Kobori Hiroyuki, Alper A Brent, Shenava Rajesh, Katsurada Akemi, Saito Toshie, Ohashi Naro, Urushihara Maki, Miyata Kayoko, Satou Ryousuke, Hamm L Lee, Navar L Gabriel
Department of Medicine, Renal Center of Excellence, Tulane University Health Sciences Center, 1430 Tulane Ave, New Orleans, LA 70112-2699, USA.
Hypertension. 2009 Feb;53(2):344-50. doi: 10.1161/HYPERTENSIONAHA.108.123802. Epub 2008 Dec 15.
We reported previously that urinary angiotensinogen (UAGT) levels provide a specific index of the intrarenal renin-angiotensin system (RAS) status in angiotensin II-dependent hypertensive rats. To study this system in humans, we recently developed a human angiotensinogen ELISA. To test the hypothesis that UAGT is increased in hypertensive patients, we recruited 110 adults. Four subjects with estimated glomerular filtration levels <30 mL/min per 1.73 m(2) were excluded because previous studies have already shown that UAGT is highly correlated with estimated glomerular filtration in this stage of chronic kidney disease. Consequently, 106 paired samples of urine and plasma were analyzed from 70 hypertensive patients (39 treated with RAS blockers [angiotensin-converting enzyme inhibitors or angiotensin II type 1 receptor blockers; systolic blood pressure: 139+/-3 mm Hg] and 31 not treated with RAS blockers [systolic blood pressure: 151+/-4 mm Hg]) and 36 normotensive subjects (systolic blood pressure: 122+/-2 mm Hg). UAGT, normalized by urinary concentrations of creatinine, were not correlated with race, gender, age, height, body weight, body mass index, fractional excretion of sodium, plasma angiotensinogen levels, or estimated glomerular filtration. However, UAGT/urinary concentration of creatinine was significantly positively correlated with systolic blood pressure, diastolic blood pressure, urinary albumin:creatinine ratio (r=0.5994), and urinary protein:creatinine ratio (r=0.4597). UAGT/urinary concentration of creatinine was significantly greater in hypertensive patients not treated with RAS blockers (25.00+/-4.96 microg/g) compared with normotensive subjects (13.70+/-2.33 microg/g). Importantly, patients treated with RAS blockers exhibited a marked attenuation of this augmentation (13.26+/-2.60 microg/g). These data indicate that UAGT is increased in hypertensive patients, and treatment with RAS blockers suppresses UAGT, suggesting that the efficacy of RAS blockade to reduce the intrarenal RAS activity can be assessed by measurements of UAGT.

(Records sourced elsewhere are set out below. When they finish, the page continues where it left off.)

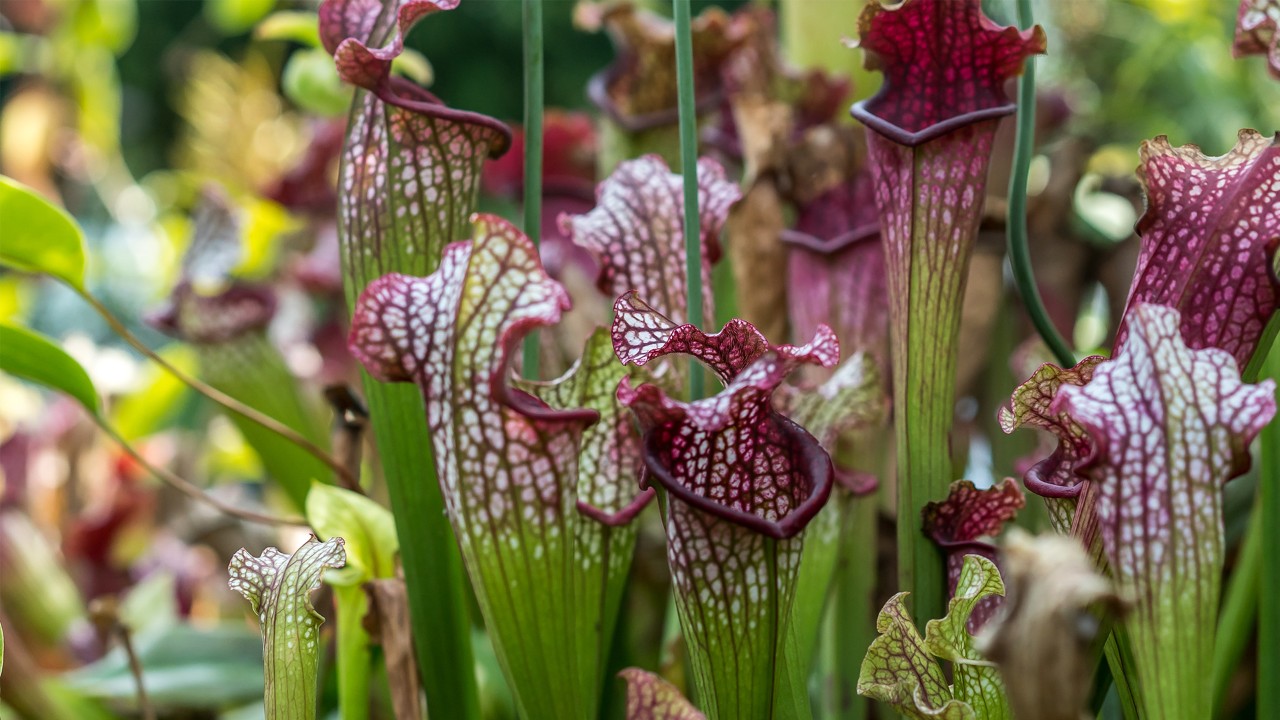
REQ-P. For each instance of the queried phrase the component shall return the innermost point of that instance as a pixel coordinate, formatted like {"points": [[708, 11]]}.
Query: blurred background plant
{"points": [[126, 112]]}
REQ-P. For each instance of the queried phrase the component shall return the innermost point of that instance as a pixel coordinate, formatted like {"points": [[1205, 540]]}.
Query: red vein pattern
{"points": [[1055, 477], [636, 231], [411, 165], [945, 67], [608, 486], [507, 463], [278, 587], [836, 268], [967, 523], [649, 697], [1171, 424], [1207, 238], [1257, 32], [743, 482]]}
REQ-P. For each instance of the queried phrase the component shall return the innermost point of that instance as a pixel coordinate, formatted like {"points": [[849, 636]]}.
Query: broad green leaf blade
{"points": [[39, 237], [899, 670], [35, 358], [278, 588], [410, 181], [507, 463], [182, 666], [368, 528], [851, 397], [949, 638]]}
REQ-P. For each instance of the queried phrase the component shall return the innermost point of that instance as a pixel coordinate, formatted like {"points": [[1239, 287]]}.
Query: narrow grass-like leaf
{"points": [[1045, 643], [225, 320], [1207, 238], [636, 235], [932, 126], [507, 463], [743, 482], [638, 92], [649, 697], [1171, 425], [40, 237], [278, 588], [32, 356], [408, 182]]}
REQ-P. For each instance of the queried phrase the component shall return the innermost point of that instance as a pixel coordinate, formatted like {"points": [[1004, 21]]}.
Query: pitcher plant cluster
{"points": [[755, 370]]}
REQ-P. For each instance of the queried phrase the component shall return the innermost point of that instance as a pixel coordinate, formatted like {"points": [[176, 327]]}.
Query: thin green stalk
{"points": [[1239, 610], [854, 619], [689, 169], [1243, 602], [1019, 254], [353, 652], [533, 147], [429, 552], [1269, 584], [214, 393]]}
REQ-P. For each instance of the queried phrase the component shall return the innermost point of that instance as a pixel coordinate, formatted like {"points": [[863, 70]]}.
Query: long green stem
{"points": [[533, 147], [1269, 583], [1019, 254], [1239, 610], [214, 393], [353, 654], [689, 169]]}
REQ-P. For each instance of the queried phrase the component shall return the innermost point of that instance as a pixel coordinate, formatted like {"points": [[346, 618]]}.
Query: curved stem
{"points": [[689, 169], [190, 490], [533, 149], [1019, 255], [216, 395]]}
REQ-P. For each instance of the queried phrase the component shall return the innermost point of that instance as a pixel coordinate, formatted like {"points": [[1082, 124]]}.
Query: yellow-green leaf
{"points": [[39, 237], [369, 529], [32, 356]]}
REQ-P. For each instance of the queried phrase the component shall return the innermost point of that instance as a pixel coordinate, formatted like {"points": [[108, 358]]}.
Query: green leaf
{"points": [[897, 670], [368, 528], [279, 588], [296, 26], [976, 682], [35, 358], [182, 666], [901, 668], [40, 237], [234, 17], [312, 83]]}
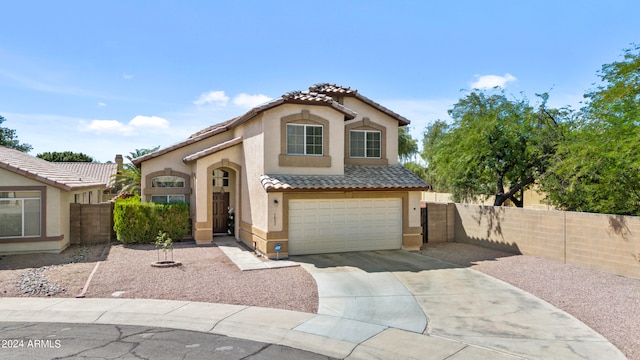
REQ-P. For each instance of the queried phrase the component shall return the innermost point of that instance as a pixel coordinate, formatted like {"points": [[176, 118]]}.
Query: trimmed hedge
{"points": [[137, 222]]}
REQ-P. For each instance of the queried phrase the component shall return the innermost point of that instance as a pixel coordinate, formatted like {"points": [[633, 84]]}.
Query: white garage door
{"points": [[326, 226]]}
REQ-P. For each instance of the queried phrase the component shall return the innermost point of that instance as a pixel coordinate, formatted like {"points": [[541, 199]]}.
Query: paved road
{"points": [[103, 341]]}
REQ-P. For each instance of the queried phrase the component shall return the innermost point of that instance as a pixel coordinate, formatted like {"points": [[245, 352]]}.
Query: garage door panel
{"points": [[324, 226]]}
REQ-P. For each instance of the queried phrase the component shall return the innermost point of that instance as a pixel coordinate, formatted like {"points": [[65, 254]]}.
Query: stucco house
{"points": [[35, 198], [312, 171]]}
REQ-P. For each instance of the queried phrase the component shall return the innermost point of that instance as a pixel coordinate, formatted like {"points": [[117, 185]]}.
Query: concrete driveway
{"points": [[407, 291]]}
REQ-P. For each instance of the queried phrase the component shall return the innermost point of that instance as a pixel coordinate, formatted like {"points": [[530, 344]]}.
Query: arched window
{"points": [[220, 177]]}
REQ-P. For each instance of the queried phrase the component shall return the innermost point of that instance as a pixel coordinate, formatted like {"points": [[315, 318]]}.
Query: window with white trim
{"points": [[168, 199], [167, 181], [20, 214], [364, 144], [304, 139], [220, 177]]}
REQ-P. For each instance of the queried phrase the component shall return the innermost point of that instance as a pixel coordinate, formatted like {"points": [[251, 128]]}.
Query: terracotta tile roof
{"points": [[356, 177], [326, 88], [102, 172], [293, 97], [213, 149], [333, 89], [44, 171]]}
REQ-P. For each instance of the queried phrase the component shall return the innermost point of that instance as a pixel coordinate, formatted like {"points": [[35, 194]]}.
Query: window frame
{"points": [[365, 143], [166, 196], [305, 138], [22, 200], [168, 184]]}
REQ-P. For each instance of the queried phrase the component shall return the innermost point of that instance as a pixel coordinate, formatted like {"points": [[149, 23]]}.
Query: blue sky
{"points": [[106, 78]]}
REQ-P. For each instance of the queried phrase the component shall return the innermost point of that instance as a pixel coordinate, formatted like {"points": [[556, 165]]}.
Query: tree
{"points": [[129, 179], [407, 145], [597, 168], [496, 146], [66, 156], [9, 138], [431, 137]]}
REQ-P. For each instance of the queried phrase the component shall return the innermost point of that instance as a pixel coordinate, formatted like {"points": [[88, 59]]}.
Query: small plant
{"points": [[164, 242]]}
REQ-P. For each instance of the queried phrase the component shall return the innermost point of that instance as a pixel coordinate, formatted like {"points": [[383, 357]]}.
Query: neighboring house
{"points": [[35, 197], [104, 172], [314, 171]]}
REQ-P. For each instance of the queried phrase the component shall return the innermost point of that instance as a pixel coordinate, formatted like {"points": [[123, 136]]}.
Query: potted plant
{"points": [[164, 243]]}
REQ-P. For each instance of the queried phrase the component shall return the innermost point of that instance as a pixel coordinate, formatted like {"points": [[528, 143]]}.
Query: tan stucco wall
{"points": [[273, 140], [57, 224]]}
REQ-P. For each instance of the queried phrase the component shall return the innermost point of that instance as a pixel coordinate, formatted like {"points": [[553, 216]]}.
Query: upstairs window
{"points": [[364, 144], [304, 139], [167, 181]]}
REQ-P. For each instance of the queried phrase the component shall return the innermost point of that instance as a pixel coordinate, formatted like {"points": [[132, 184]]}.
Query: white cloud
{"points": [[491, 81], [215, 98], [137, 124], [107, 127], [250, 101], [149, 122]]}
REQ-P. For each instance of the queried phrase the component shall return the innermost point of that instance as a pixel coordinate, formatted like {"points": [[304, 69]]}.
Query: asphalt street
{"points": [[103, 341]]}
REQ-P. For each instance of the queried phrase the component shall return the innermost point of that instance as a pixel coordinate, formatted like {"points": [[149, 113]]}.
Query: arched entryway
{"points": [[224, 199], [221, 205]]}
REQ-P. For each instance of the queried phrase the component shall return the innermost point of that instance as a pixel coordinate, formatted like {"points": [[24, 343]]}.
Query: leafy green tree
{"points": [[431, 137], [129, 179], [9, 138], [65, 156], [407, 145], [597, 167], [496, 146]]}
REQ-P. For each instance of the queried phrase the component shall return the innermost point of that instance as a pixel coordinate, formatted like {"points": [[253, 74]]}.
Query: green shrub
{"points": [[137, 222]]}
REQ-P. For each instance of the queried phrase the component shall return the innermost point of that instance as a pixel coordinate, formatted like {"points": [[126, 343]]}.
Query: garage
{"points": [[339, 225]]}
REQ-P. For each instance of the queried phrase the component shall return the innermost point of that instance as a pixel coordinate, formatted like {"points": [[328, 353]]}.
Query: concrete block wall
{"points": [[91, 223], [604, 242]]}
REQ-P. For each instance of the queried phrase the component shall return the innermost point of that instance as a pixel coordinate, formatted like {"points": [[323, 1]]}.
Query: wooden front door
{"points": [[220, 212]]}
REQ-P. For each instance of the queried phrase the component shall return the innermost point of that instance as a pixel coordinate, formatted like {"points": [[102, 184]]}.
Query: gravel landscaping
{"points": [[206, 274], [608, 303]]}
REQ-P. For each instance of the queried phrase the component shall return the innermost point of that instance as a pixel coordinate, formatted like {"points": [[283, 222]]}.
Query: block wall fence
{"points": [[609, 243], [91, 223]]}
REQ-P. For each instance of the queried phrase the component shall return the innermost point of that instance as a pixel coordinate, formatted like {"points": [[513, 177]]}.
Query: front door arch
{"points": [[220, 208]]}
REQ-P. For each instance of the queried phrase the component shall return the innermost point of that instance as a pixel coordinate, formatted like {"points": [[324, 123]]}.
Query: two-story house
{"points": [[314, 171]]}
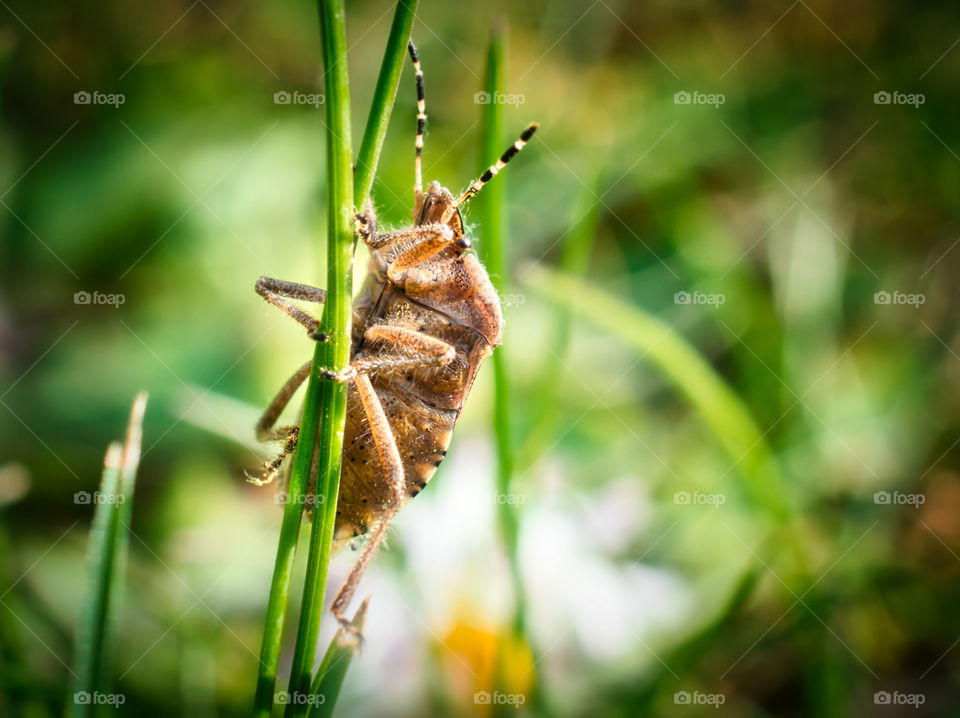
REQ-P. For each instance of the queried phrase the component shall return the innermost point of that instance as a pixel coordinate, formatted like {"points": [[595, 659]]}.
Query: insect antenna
{"points": [[492, 170], [421, 121]]}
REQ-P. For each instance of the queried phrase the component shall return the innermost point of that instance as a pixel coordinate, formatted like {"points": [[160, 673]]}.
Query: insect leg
{"points": [[392, 466], [365, 223], [274, 289], [288, 434], [421, 123], [264, 428], [422, 350], [405, 236]]}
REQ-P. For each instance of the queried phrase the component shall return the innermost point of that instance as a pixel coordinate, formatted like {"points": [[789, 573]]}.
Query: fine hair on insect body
{"points": [[422, 325]]}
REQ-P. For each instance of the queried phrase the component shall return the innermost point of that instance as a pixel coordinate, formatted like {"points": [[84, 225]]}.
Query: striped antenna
{"points": [[421, 121], [492, 170]]}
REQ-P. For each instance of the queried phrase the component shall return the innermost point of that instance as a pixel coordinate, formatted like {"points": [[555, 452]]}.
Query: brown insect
{"points": [[423, 323]]}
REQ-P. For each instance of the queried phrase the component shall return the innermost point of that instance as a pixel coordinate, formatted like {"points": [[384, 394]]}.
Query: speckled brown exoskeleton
{"points": [[423, 323]]}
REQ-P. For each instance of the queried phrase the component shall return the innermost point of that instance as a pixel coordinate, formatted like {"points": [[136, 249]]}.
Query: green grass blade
{"points": [[317, 406], [334, 353], [717, 405], [383, 98], [574, 259], [491, 211], [106, 565], [333, 668]]}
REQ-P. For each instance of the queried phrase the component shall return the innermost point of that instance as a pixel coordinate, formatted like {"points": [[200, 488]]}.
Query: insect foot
{"points": [[350, 634], [340, 376]]}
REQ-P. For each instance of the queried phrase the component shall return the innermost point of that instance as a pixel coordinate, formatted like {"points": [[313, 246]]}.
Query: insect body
{"points": [[425, 320]]}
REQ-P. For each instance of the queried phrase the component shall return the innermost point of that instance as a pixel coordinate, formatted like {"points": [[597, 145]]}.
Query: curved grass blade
{"points": [[334, 353], [383, 99], [106, 564], [714, 401]]}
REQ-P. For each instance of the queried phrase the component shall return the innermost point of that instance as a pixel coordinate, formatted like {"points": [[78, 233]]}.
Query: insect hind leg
{"points": [[389, 455]]}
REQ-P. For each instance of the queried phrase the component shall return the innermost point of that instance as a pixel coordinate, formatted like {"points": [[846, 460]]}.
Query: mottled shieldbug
{"points": [[423, 323]]}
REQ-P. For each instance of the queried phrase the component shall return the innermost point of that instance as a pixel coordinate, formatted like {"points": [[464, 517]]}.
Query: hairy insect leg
{"points": [[392, 466], [288, 434], [264, 428], [274, 291], [413, 235], [423, 350]]}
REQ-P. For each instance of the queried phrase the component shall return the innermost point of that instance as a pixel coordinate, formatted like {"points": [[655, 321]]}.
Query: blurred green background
{"points": [[791, 227]]}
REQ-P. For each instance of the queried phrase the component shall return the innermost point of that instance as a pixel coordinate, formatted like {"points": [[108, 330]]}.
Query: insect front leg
{"points": [[389, 456], [422, 350], [273, 290], [288, 434]]}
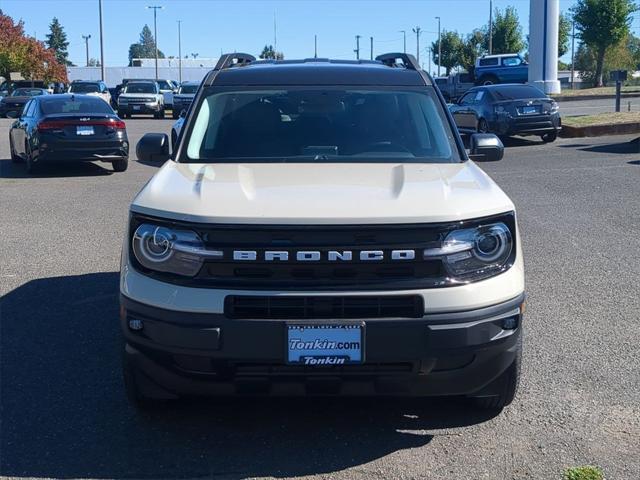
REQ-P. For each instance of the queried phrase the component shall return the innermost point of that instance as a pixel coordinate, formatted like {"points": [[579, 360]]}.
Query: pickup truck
{"points": [[504, 68]]}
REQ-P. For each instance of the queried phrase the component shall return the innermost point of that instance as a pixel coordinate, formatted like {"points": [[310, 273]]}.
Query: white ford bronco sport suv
{"points": [[320, 229]]}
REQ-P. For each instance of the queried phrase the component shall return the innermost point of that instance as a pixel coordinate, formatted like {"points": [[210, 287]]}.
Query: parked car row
{"points": [[505, 110]]}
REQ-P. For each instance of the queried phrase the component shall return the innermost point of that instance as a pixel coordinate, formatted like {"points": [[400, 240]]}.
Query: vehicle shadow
{"points": [[9, 169], [64, 413]]}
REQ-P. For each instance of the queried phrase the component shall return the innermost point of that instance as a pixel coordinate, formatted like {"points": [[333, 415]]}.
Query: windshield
{"points": [[84, 88], [188, 89], [76, 105], [26, 92], [513, 92], [322, 125], [140, 88]]}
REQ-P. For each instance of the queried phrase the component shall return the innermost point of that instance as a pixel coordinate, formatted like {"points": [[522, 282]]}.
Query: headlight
{"points": [[167, 250], [475, 253]]}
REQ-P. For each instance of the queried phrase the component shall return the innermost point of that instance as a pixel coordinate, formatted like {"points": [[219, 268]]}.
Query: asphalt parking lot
{"points": [[64, 413]]}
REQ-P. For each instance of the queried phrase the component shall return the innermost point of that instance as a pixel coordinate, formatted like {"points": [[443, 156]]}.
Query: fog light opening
{"points": [[136, 324], [510, 323]]}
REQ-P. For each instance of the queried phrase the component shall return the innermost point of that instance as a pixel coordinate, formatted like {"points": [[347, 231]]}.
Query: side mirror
{"points": [[153, 147], [485, 147]]}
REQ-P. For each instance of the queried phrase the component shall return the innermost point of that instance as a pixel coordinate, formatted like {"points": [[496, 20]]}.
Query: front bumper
{"points": [[185, 353]]}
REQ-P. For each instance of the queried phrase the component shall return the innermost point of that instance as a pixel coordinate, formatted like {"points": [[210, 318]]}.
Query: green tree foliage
{"points": [[507, 32], [146, 46], [472, 48], [57, 41], [625, 55], [564, 33], [601, 25], [451, 49], [268, 52]]}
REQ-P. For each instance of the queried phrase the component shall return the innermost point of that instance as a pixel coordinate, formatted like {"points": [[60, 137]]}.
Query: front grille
{"points": [[323, 307], [323, 274]]}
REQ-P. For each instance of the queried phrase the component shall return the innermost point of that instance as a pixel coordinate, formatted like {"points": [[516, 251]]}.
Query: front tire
{"points": [[549, 137], [120, 165]]}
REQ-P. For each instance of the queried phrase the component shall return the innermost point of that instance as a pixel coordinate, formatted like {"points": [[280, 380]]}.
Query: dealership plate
{"points": [[324, 345], [84, 130]]}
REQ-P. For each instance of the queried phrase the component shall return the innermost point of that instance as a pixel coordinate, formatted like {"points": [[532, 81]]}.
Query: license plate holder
{"points": [[325, 344], [85, 130]]}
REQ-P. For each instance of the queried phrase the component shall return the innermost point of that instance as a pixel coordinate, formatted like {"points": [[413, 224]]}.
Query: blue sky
{"points": [[212, 26]]}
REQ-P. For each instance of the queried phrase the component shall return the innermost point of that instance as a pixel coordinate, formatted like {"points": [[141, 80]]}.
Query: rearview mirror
{"points": [[485, 147], [153, 147]]}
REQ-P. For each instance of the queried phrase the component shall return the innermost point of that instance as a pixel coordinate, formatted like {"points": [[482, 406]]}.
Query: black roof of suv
{"points": [[243, 69]]}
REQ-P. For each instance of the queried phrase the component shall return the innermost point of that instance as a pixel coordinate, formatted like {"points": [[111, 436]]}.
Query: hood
{"points": [[311, 193]]}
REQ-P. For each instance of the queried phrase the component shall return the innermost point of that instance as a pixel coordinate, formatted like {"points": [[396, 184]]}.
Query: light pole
{"points": [[490, 27], [86, 43], [439, 46], [101, 43], [155, 32], [179, 53], [417, 31]]}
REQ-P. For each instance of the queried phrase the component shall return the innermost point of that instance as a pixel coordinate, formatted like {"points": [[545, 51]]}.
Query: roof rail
{"points": [[228, 60], [391, 60]]}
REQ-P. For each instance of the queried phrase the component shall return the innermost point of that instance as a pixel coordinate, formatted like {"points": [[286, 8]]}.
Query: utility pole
{"points": [[439, 47], [573, 58], [179, 52], [102, 75], [155, 33], [404, 40], [417, 31], [490, 27], [86, 43]]}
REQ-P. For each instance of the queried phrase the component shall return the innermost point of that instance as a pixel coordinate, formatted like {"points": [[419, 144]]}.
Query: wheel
{"points": [[549, 137], [14, 157], [507, 384], [120, 165]]}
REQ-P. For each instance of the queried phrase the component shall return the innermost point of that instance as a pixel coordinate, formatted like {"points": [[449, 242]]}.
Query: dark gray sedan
{"points": [[507, 110]]}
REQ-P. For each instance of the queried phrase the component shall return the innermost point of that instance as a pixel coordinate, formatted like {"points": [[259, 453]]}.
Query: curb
{"points": [[579, 98], [600, 130]]}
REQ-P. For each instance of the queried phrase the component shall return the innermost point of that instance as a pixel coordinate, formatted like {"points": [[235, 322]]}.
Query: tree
{"points": [[30, 57], [507, 32], [145, 48], [472, 48], [622, 56], [269, 53], [601, 25], [564, 32], [57, 41]]}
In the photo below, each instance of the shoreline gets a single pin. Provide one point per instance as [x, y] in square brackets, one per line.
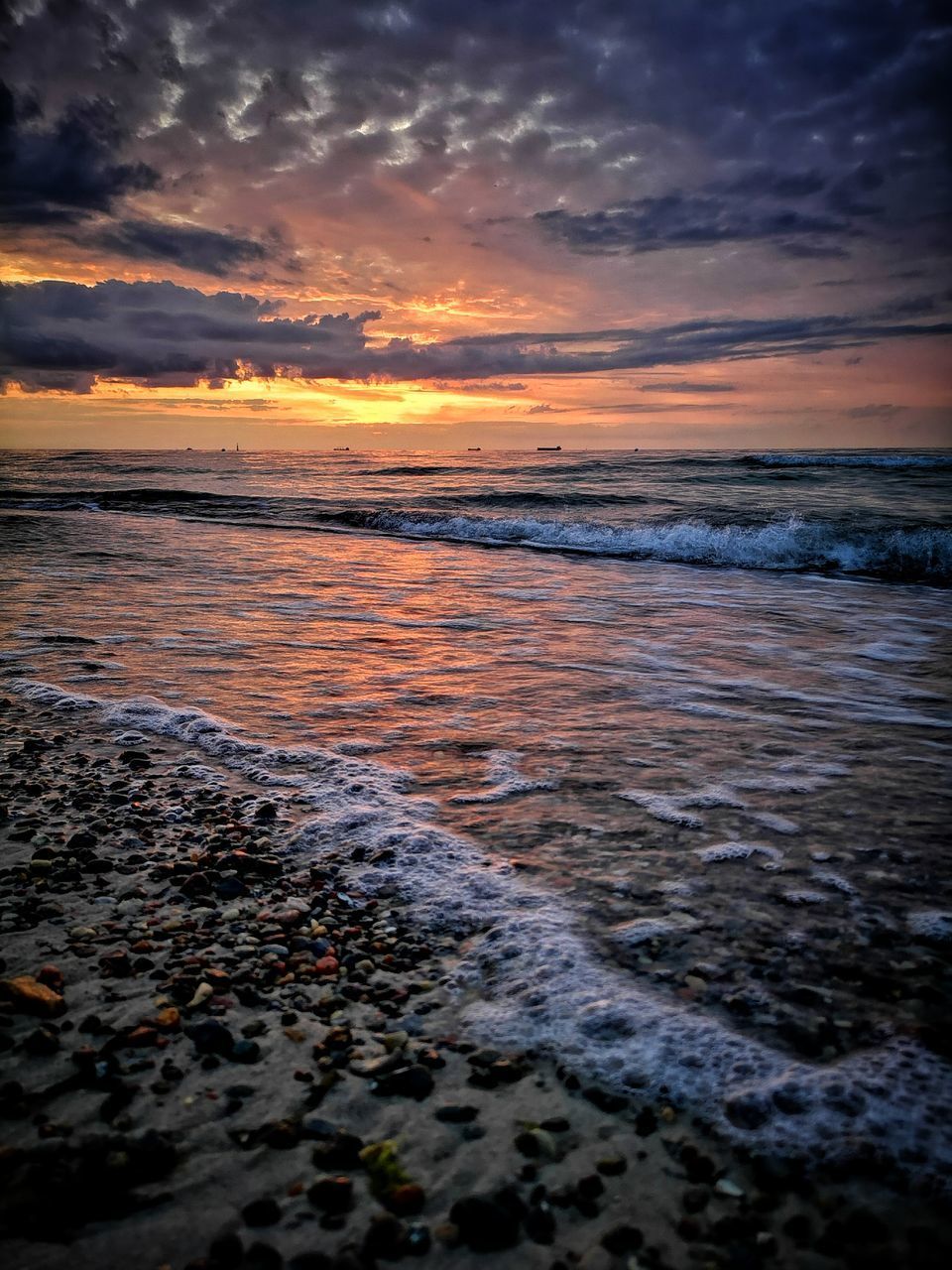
[222, 1043]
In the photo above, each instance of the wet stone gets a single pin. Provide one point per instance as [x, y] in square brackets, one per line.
[485, 1223]
[456, 1112]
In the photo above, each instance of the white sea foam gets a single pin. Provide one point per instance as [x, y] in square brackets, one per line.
[536, 982]
[919, 554]
[932, 924]
[503, 779]
[640, 930]
[846, 458]
[834, 881]
[738, 851]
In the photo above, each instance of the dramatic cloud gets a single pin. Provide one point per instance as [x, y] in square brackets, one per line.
[61, 175]
[675, 220]
[536, 190]
[58, 334]
[185, 245]
[688, 386]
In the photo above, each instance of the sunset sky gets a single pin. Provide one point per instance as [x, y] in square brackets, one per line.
[438, 223]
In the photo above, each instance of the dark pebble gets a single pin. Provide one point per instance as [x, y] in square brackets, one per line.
[262, 1211]
[621, 1239]
[331, 1194]
[485, 1224]
[409, 1082]
[456, 1114]
[262, 1256]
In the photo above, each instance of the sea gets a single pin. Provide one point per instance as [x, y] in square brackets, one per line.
[660, 740]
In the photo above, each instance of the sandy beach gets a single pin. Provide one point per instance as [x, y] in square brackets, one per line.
[214, 1055]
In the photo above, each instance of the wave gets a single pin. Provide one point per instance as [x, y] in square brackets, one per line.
[896, 556]
[844, 458]
[530, 978]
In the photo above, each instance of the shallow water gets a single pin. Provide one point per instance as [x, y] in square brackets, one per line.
[721, 792]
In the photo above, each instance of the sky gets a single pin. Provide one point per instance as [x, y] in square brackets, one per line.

我们之前报道过,在血管紧张素II依赖性高血压大鼠中,尿血管紧张素原(UAGT)水平可作为肾内肾素-血管紧张素系统(RAS)状态的一个特异性指标。为了在人类中研究该系统,我们最近开发了一种人血管紧张素原酶联免疫吸附测定法(ELISA)。为了验证高血压患者UAGT升高这一假设,我们招募了110名成年人。4名估计肾小球滤过水平<30 mL/(min·1.73 m²)的受试者被排除,因为之前的研究已经表明,在慢性肾病的这个阶段,UAGT与估计肾小球滤过高度相关。因此,我们分析了来自70名高血压患者(39名接受RAS阻滞剂治疗[血管紧张素转换酶抑制剂或血管紧张素II 1型受体阻滞剂;收缩压:139±3 mmHg]和31名未接受RAS阻滞剂治疗[收缩压:151±4 mmHg])以及36名血压正常受试者(收缩压:122±2 mmHg)的106对尿液和血浆样本。经尿肌酐浓度标准化后的UAGT与种族、性别、年龄、身高、体重、体重指数、钠排泄分数、血浆血管紧张素原水平或估计肾小球滤过均无相关性。然而,UAGT/尿肌酐浓度与收缩压、舒张压、尿白蛋白:肌酐比值(r = 0.5994)以及尿蛋白:肌酐比值(r = 0.4597)显著正相关。未接受RAS阻滞剂治疗的高血压患者的UAGT/尿肌酐浓度(25.00±4.96 μg/g)显著高于血压正常受试者(13.70±2.33 μg/g)。重要的是,接受RAS阻滞剂治疗的患者这种升高明显减弱(13.26±2.60 μg/g)。这些数据表明高血压患者的UAGT升高,而RAS阻滞剂治疗可抑制UAGT,这表明通过测量UAGT可评估RAS阻断降低肾内RAS活性的疗效。